Remainder

Remainder (2015)

Remainder first published by VODzilla.co

Tom McCarthy’s 2005 novel Remainder concerns an unnamed man who has been left hospitalised and comatose after a freak head injury from “something falling from the sky”, and who, once he has awoken, must undergo the slow, repetitive business of physical rehabilitation, mental recuperation, and the gradual recovery of his fragmented, traumatised identity through elaborately, obsessively staged reconstructions of partial memories and media events. It is also, in its way, a story about movie production. “My memory had come back to me in moving images,” the novel’s protagonist narrates, “like a film run in instalments”. After scouting locations and auditioning actors to help realise the “vision”, he even hires a movie set designer and props master. After all, he is to be both director and bemused hero of his own costly (re)production, and “the activity that it most closely resembles is filmmaking.”

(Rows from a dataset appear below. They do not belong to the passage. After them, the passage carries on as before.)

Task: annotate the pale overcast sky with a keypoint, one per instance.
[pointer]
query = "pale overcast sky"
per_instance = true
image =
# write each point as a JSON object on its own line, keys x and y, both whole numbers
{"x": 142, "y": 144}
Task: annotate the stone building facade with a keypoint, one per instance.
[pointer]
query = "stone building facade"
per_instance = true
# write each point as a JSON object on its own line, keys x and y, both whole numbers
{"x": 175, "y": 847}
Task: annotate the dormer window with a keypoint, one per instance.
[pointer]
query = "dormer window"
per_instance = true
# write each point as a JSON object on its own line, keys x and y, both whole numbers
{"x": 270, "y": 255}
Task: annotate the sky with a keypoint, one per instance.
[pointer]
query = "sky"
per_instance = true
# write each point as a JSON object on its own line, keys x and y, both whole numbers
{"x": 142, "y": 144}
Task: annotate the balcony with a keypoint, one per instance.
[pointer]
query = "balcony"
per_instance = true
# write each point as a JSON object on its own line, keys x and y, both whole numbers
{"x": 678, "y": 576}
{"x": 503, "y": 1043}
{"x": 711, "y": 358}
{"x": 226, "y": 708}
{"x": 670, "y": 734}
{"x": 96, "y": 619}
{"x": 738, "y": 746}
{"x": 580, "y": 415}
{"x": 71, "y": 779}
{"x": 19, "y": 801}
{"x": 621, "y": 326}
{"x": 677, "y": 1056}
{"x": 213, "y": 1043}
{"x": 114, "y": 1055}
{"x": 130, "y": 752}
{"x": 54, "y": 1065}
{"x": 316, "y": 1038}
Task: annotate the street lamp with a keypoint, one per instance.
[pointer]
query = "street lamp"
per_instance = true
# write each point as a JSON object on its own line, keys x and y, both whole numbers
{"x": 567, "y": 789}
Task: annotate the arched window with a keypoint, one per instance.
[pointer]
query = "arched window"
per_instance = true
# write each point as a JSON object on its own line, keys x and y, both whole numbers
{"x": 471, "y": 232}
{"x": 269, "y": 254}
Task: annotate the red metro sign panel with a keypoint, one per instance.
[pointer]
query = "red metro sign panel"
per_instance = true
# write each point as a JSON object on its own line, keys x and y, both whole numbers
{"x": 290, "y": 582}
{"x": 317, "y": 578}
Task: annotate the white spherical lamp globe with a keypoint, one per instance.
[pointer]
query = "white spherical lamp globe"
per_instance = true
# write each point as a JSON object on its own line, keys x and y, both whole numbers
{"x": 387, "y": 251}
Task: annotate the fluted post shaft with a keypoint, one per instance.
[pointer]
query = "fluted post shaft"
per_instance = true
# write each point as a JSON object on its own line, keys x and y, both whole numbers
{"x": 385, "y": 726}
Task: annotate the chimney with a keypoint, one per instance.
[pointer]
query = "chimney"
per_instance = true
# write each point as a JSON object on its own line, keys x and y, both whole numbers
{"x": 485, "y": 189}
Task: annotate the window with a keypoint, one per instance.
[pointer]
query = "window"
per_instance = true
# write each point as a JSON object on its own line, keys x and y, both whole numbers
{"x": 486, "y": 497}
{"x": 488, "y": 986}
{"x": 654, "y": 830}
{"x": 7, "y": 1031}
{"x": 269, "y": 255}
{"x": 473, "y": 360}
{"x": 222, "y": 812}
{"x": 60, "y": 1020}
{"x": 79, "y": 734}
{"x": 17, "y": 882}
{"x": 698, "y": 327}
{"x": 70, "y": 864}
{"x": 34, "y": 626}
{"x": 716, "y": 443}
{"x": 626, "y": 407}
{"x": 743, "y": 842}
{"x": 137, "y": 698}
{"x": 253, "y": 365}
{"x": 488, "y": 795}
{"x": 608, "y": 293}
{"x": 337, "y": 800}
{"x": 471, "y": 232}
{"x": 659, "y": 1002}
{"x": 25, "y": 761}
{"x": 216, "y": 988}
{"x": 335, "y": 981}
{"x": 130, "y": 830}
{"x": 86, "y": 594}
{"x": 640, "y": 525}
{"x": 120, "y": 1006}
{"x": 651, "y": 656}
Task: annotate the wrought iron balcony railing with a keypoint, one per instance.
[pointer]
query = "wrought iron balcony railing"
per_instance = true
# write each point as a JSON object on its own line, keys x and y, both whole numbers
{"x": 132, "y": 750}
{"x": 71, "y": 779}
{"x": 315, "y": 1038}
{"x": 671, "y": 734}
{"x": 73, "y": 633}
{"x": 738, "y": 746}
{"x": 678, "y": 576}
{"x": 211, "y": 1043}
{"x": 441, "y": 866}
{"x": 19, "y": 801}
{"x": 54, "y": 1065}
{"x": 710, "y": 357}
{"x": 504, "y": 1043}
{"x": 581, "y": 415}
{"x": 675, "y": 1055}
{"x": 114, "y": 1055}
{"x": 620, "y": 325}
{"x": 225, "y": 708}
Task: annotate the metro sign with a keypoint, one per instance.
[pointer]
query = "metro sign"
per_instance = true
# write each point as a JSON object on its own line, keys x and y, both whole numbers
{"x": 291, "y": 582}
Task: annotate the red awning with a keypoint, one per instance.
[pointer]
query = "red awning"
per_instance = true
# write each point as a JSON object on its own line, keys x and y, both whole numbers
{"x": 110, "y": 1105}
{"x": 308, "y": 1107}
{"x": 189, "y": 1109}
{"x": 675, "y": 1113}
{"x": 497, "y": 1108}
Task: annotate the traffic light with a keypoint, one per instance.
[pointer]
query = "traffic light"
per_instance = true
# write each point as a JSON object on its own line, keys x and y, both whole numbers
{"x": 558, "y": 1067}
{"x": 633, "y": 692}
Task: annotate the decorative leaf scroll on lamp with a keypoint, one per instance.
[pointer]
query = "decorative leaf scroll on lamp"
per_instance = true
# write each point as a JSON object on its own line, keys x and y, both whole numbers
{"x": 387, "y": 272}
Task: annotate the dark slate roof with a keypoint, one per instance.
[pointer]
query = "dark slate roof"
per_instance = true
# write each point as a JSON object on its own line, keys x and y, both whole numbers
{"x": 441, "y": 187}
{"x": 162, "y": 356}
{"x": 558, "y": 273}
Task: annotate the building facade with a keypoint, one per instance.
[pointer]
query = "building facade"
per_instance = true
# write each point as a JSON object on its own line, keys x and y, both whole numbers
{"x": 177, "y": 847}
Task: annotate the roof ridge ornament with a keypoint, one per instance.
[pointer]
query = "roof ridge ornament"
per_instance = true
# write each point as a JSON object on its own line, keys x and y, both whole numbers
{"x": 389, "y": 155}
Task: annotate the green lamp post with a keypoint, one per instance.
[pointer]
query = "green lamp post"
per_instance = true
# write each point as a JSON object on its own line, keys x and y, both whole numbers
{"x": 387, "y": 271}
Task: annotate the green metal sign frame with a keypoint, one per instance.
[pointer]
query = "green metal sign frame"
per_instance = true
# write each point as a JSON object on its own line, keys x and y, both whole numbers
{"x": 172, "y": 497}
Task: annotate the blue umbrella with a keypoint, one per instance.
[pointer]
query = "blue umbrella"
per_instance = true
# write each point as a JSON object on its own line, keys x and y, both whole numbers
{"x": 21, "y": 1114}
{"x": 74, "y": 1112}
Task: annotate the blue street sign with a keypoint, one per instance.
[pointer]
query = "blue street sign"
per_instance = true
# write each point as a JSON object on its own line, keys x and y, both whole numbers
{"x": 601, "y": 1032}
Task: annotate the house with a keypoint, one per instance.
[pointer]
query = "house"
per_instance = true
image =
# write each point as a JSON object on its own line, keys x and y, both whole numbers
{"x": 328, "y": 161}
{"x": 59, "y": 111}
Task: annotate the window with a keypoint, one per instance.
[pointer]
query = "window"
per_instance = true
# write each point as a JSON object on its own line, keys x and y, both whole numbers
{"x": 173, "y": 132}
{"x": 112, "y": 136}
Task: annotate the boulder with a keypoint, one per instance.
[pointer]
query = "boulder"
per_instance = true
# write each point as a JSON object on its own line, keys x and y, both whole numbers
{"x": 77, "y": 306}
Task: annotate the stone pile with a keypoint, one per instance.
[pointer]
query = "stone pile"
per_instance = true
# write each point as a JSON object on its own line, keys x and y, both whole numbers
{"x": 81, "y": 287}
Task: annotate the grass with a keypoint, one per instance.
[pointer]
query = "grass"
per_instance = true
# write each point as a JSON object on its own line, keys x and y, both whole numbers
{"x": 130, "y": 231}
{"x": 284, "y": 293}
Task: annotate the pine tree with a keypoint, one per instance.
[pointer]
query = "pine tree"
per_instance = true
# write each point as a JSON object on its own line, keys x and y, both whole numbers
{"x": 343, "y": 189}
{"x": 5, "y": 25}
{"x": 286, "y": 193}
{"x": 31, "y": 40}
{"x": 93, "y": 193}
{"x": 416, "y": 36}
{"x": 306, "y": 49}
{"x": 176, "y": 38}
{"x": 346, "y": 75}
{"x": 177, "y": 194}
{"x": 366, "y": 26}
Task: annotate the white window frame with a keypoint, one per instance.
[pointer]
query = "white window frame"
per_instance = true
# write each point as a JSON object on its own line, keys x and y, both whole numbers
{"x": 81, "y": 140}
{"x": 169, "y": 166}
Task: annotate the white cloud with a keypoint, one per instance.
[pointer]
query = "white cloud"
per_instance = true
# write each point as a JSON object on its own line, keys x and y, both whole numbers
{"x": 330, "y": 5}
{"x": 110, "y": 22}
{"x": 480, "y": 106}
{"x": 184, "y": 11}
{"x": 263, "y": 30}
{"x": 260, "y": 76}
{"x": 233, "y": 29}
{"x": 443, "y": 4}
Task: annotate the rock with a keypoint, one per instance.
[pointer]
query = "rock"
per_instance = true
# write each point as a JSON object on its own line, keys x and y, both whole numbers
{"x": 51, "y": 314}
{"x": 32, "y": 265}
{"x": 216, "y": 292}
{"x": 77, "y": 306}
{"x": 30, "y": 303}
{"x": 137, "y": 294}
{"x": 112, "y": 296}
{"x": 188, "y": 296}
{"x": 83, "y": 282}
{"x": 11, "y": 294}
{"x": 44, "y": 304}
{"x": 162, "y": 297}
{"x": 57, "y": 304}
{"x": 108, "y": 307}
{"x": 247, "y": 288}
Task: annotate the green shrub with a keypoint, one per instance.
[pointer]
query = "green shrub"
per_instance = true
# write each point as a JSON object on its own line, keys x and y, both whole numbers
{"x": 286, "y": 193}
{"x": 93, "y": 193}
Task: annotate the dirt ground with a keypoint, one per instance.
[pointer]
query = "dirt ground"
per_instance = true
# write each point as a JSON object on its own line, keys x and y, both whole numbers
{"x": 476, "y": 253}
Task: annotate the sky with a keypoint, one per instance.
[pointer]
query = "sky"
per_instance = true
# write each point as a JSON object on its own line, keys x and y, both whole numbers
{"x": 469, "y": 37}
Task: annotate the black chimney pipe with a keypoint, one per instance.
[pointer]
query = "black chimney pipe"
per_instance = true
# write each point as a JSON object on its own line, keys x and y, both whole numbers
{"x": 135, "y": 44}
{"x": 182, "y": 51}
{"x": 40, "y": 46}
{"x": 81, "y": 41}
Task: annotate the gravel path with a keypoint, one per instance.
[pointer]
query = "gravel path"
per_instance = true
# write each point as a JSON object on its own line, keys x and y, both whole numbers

So it makes good self-referential sense that Berlin-based contemporary video artist Omer Fast should adapt this work in much the same way that its main character (now named Tom and played in a compulsive daze by Tom Sturridge) adapts his shattered life. Even as writer/director Fast painstakingly restages scenes (of, precisely, restaging) from the book – in particular the not-all-there hero’s purchase and refurbishment of an entire apartment building for the reenactment, with a large cast and crew, of his sensual, impressionistic memories – Fast also reinvents many details of the novel’s plot, while bringing in some new ideas and associations. Now, in the carefully orchestrated opening (and primal) scene, we actually see the shattering accident that was left so vague in the novel – and we also glimpse (without at first, or possibly ever, fully understanding) the crucial circumstances leading up to it. Now Tom’s friend Greg (Ed Speelers) also works for the lawyer (Nicholas Farrell) who wins Tom his unprecedented 812 million pound settlement for damages (the same number as the title of Federico Fellini’s 1963 film of memory and metacinema). Now Tom’s American visitor Catherine (Cush Jumbo) is an employee at a “posh bank”, was once married to Greg, and plays an altogether more significant rôle in events (whether past or present). Now Tom’s facilitator/producer Naz (Arsher Ali) comes with his BlackBerry upgraded to an iPad. Where in the novel the protagonist was on a damaged quest for authenticity, here Tom is in pursuit of a specific, elusive memory about a boy (Finlay Norman) who – at least at first – appears to be Tom’s forgotten childhood self.

As Tom cycles through his control-freak routines, struggling to retrieve a truth that he can only intuit through ghostly apparitions and trance-like hallucinations, Fast offers a disorienting, troublesome portrait of a blank-slate everyman who in fact comes, like all of us, with his own peculiar specificity and history. Viewers are left uncertain as to where coma ends and recovery begins, or as to what is Tom’s fixed past and what his evolving present. Everything that happens on-screen plays out like a recurring nightmare in a damaged brain, with time and space all mixed up in a loop that decays and degrades without every fully closing. “A never-ending dream of repetitive jerky movements” is how Tom, early on in the film, describes his prolonged hospital stay – yet those words serve equally to characterise not only all his subsequent actions and experiences, but also, as his beautifully written final lines (original to the film) reveal, something more universal about the human condition itself.

So while it replays scenarios familiar from an enigmatic amnesiac thriller, the preoccupations of Remainder are of a decidedly existential bent, far closer to the Möbius-strip narrative and reproductive mania of Synecdoche, New York (2008) than to the braindead genre shenanigans of, say, Before I Go To Sleep (2014). It is an extraordinary feature debut, boldly bewildering, and confident enough in its audience’s intelligence to leave to us the ultimate reconstruction of its mysteries. Expect it to be spinning and spiralling in your brain for days afterwards.